Assignment #1 - Automated News Writing
Out: February 13, 2017
Due: March 3, 2017 (5pm)
Overview
The goal of this assignment is to code and write a template that can produce stories automatically that might contribute to ongoing coverage of the issue of fatal shootings by police officers in the US. The code and text you write will take data from the Washington Post Fatal Police Shooting database and output a written story describing an overview, specifics of a single row of data, and any additional context. The story should be compellingly written, be distinct based on the row of data input but also be put in context of the entire dataset, and use conditional logic to alter the story text based on data values. Each row of data should produce a variant of the story (though there will obviously be some commonalities as well). Each story should be at least 250 words long.
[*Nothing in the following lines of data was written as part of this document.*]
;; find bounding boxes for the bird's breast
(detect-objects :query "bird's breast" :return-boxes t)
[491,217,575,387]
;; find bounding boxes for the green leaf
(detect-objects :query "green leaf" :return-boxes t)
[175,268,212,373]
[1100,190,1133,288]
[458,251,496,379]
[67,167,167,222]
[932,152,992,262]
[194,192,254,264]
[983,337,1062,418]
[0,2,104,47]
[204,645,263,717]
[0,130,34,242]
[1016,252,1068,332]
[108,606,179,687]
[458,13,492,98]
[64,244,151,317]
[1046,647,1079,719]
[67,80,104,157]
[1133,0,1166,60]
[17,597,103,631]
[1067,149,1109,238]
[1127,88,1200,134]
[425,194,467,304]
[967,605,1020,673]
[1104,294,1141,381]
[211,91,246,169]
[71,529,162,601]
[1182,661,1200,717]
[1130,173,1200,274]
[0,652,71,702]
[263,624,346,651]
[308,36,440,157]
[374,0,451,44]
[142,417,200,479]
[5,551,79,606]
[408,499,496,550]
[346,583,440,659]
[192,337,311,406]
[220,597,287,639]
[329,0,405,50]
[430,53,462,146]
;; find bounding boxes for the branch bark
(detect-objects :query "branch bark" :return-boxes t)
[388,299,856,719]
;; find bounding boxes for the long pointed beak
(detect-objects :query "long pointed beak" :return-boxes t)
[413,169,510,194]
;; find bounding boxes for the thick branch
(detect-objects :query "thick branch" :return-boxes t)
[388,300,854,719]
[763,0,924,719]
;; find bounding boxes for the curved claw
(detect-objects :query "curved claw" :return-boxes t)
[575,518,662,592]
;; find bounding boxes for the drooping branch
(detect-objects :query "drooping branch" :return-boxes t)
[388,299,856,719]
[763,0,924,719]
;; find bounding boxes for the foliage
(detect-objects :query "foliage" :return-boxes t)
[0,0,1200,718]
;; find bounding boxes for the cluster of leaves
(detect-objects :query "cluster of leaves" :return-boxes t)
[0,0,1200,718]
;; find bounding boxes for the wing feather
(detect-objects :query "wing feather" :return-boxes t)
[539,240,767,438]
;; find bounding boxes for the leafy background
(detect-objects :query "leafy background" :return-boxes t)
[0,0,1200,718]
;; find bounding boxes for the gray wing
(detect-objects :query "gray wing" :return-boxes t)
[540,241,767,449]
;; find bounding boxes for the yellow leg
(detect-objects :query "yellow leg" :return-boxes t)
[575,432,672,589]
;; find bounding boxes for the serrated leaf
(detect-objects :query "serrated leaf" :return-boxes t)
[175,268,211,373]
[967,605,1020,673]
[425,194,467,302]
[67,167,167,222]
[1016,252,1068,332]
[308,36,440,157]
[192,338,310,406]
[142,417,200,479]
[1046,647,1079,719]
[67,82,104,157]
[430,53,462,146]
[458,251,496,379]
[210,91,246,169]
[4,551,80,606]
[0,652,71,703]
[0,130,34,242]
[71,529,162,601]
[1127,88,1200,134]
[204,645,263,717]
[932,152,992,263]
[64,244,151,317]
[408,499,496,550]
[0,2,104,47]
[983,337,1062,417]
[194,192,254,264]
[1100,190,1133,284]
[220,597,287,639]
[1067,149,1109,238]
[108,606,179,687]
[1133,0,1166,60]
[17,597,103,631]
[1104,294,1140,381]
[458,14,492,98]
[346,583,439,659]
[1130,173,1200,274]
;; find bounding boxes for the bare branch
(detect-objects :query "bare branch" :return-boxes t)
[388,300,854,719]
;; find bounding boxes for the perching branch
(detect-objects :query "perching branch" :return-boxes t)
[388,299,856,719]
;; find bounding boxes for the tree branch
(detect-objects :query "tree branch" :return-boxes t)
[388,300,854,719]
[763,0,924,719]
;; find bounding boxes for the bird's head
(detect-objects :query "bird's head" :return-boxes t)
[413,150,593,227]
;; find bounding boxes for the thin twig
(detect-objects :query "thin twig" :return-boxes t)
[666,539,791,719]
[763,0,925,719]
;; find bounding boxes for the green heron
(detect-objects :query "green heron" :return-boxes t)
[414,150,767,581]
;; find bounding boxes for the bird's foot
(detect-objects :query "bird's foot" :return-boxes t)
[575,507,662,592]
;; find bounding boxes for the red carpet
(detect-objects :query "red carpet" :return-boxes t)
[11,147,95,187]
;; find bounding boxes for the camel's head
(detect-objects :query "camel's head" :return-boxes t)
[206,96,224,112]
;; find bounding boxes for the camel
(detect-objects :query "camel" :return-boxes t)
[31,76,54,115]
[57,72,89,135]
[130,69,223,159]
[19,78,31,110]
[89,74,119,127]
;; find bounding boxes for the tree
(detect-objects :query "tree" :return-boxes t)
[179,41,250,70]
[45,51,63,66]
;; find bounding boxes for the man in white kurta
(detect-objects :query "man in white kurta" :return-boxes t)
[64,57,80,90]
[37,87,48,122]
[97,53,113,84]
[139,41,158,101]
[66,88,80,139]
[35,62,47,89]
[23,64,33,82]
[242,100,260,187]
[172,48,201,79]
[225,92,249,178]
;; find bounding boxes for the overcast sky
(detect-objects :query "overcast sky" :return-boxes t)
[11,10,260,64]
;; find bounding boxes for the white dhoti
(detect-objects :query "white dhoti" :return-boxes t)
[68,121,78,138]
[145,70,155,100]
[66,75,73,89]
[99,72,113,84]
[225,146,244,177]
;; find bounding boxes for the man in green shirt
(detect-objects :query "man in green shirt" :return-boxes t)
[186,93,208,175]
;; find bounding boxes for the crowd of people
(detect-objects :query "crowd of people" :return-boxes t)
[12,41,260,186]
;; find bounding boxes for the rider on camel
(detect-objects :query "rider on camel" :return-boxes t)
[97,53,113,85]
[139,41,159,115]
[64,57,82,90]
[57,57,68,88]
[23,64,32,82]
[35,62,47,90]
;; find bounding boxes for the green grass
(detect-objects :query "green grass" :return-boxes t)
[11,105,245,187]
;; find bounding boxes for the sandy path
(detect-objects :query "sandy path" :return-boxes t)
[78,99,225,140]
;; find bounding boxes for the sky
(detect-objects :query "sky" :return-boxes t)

You'll use the Jinja Template Engine to complete the assignment.
Getting Started
You'll want to spend some time exploring the dataset. What's interesting or insightful about the dataset as a whole? Those facts / insights should be integrated into your story, but also don't forget to include the specifics of the particular row of data that is generating the story. In other words your story should include aspects of an overview of the data, as well as specifics about the row of data.
- Be sure to create at least 2 (and probably more than that) derived or aggregated data columns from the dataset that can enhance your story (e.g. averages, trends, counts etc).
- Be sure to use synonym sets (synsets) to add variability to your writing.
- Be sure to consider other general context that you find through research to introduce and contextualize the issue.
- Be sure to consider the tone and style of your writing.
- Be sure that there is some variability in the stories produced for different rows of data (wouldn't it be boring if all the stories were too similar?)
See the skeleton notebook for helpful code snippets that demonstrate the Jinja template engine as well as how to apply filters and conditional logic to your templates.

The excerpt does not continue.